Eine Scharade, so durchschaubar, dreist und aberwitzig, dass es direkt beleidigend anmutet: Das liefert Isabel Coixets (The Bookshop) melodramatischer Kostümfilm gleich dreifach. Zum einen ist da die naive Maskerade, mittels derer die Titelheldinnen als Hetero-Paar durchgehen wollen: angemaltes Bärtchen und neuer Haarschnitt - echt jetzt? Ja, echt, aber alles andere ist falsch. Der Arthouse-Chic der dekorativen Schwarz-Weiß-Bilder von Cottage-Style-Interiors, lockenumrahmter Frauengesichter genauso wie die wohlfeile Toleranzbotschaft, die der schwülstigen Romanze den Nimbus sozialen Engagements geben sollen. Schließlich die Suggestion, der Wettbewerbsfilm sei eine emanzipatorische Geschichte und positiver Beitrag zur Festival-Parität.

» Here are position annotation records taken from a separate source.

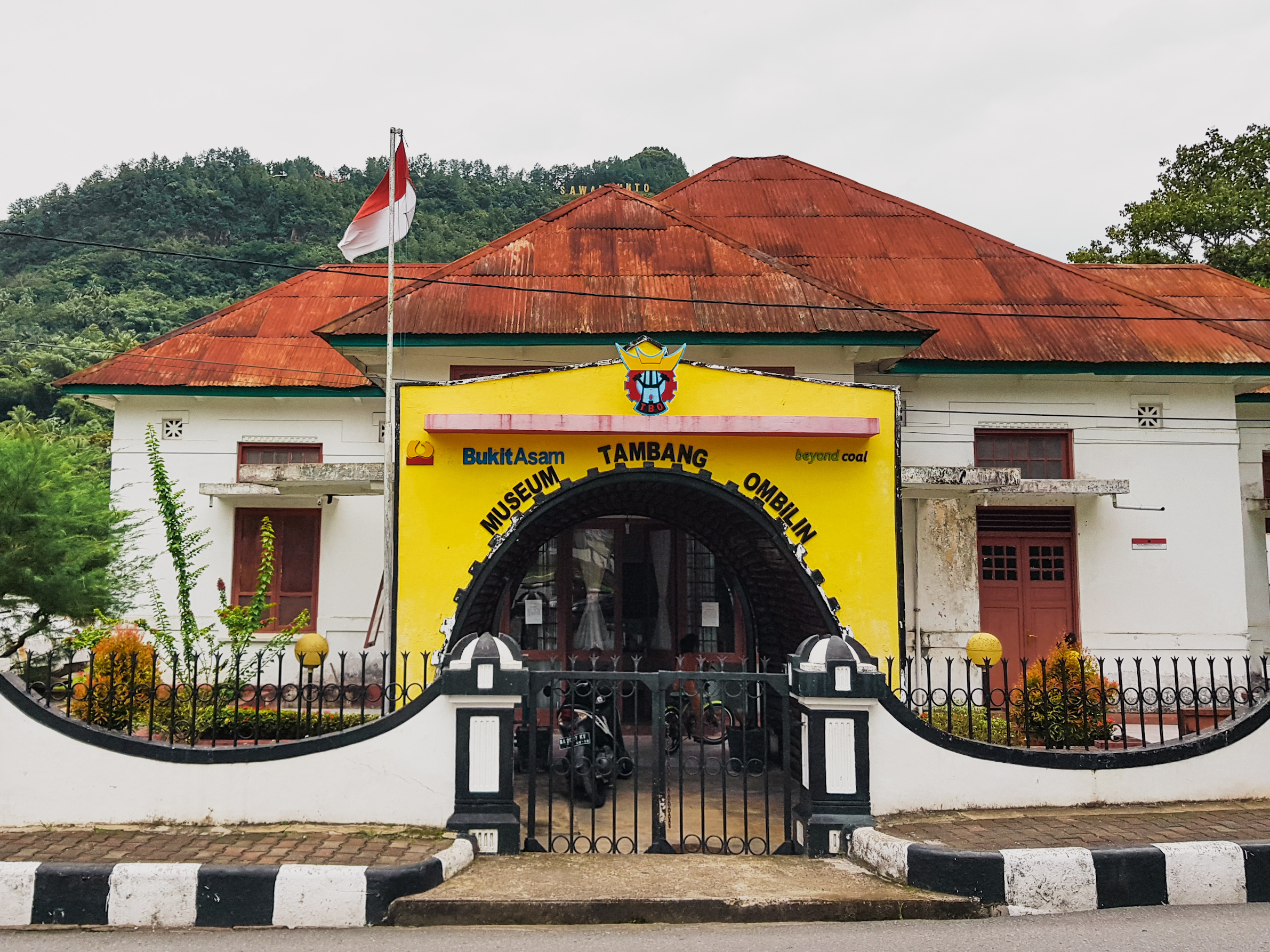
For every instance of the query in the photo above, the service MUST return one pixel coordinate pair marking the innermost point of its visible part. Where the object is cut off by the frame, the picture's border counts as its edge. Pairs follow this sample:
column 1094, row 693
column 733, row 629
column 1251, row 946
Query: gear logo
column 650, row 382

Die schüchterne Marcela (Greta Fernández, Embers) und ihre ältere Kommilitonin Elisa (Natalia de Molina, You Shall Not Sleep) agieren unbedacht, motivlos und schlicht widersinnig in einem absurden Ausmaß, als beabsichtigte die Regisseurin und Drehbuchautorin eine Komödie. Dazu verkommt die von wahren Begebenheiten inspirierte Geschichte öfters. Dabei passt die Unbedachtheit der Frauen weder zu Marcelas Zurückhaltung noch Elisas Gerissenheit. Obwohl in einer Ära und ländlichen Umgebung sozialisiert, wo Homosexualität tabuisiert und verdammt wird, haben beide weder Aufklärungsdefizite noch Berührungsängste. Das betonen ausgedehnte Sexszenen mit Seetang und Oktopus als Toys. Porno-Paradigmen gewinnen auf der Berlinale durchaus Goldene Bären. 

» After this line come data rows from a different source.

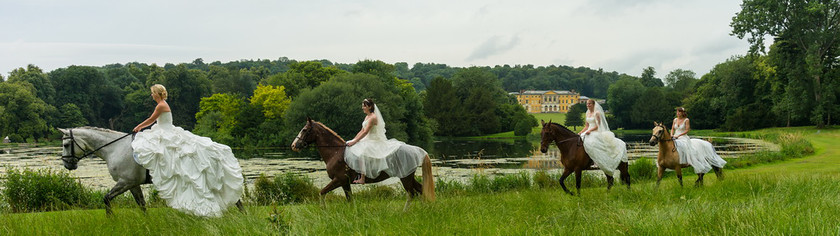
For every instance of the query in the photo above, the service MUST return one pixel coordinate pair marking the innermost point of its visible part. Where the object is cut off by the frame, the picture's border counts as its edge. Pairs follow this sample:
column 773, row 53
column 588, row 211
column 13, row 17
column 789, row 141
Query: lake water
column 453, row 159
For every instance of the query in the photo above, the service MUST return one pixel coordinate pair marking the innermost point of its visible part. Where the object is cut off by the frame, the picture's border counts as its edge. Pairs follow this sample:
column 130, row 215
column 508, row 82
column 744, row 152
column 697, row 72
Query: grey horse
column 113, row 147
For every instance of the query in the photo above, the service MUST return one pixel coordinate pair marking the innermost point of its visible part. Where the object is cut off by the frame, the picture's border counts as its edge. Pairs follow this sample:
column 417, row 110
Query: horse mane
column 100, row 129
column 562, row 127
column 330, row 130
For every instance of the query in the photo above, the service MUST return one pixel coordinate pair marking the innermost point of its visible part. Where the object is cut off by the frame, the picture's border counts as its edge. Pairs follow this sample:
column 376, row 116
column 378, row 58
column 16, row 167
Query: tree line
column 262, row 102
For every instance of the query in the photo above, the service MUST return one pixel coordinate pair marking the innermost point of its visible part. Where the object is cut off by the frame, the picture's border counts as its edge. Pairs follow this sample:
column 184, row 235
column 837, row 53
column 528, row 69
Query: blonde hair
column 159, row 90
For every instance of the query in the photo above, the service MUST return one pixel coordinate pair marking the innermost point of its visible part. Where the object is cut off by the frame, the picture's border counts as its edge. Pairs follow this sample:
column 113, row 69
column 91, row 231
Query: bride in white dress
column 371, row 152
column 698, row 153
column 192, row 173
column 600, row 143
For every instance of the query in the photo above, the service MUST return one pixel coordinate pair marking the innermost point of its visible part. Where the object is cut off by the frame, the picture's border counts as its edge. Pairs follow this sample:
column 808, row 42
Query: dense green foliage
column 43, row 190
column 794, row 83
column 283, row 189
column 473, row 103
column 805, row 32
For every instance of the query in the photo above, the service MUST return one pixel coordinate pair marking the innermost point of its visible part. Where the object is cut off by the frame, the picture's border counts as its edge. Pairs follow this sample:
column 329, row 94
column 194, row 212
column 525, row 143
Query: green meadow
column 796, row 196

Das bewies zuletzt Touch Me Not und einst Intimacy. Statt deren realistischer Hässlichkeit regiert hier kuscheliger Softporno-Schwulst. Den wenigstens versteht Coixet, wenn auch sonst nicht viel. Nicht, dass allen Widrigkeiten trotzende Liebe mehr ist als gesäuselte Briefprosa oder diametral entgegengesetzte öffentliche Reaktionen auf die Ehe mehr Begründung erfordern als: Spanier = grausam, Portugiesen = mitfühlend. Außerdem, dass Vorurteile nicht mit anderen Vorurteilen auszuräumen sind und dass Lochblenden und Schwarz-Weiß-Optik noch kein Kunstwerk machen und „starke Frauen“, die ständig heulen, kindische Pläne aushecken und von einem „guten Mann“ gerettet werden, keine sind.

Fazit

Als Meisterin pseudo-anspruchsvollen Kitschs mit einer satten Prise „Emanuelle“-Sex kreiert Isabel Coixet eine ästhetisierte Vergangenheitsphantasie, die mehr von historischen Schmachtfetzen und Werbeoptik inspiriert ist als historischen Personen. Deren realen Kampf verrät das zwischen verklemmtem Voyeurismus und gekünstelter Sentimentalität schwankende Liebesdrama, dessen tragische Dynamik weder Plot noch Darstellerinnen vermitteln können. Die weit von den Fakten entrückte Handlung fällt eher in die Kategorie kunsthandwerklich verbrämter Softpornos. Das ist nicht weiter dramatisch - im doppelten Sinne - stattdessen reichlich abgeschmackt, redundant und inspirationsarm, selbst mit Algen und Oktopus.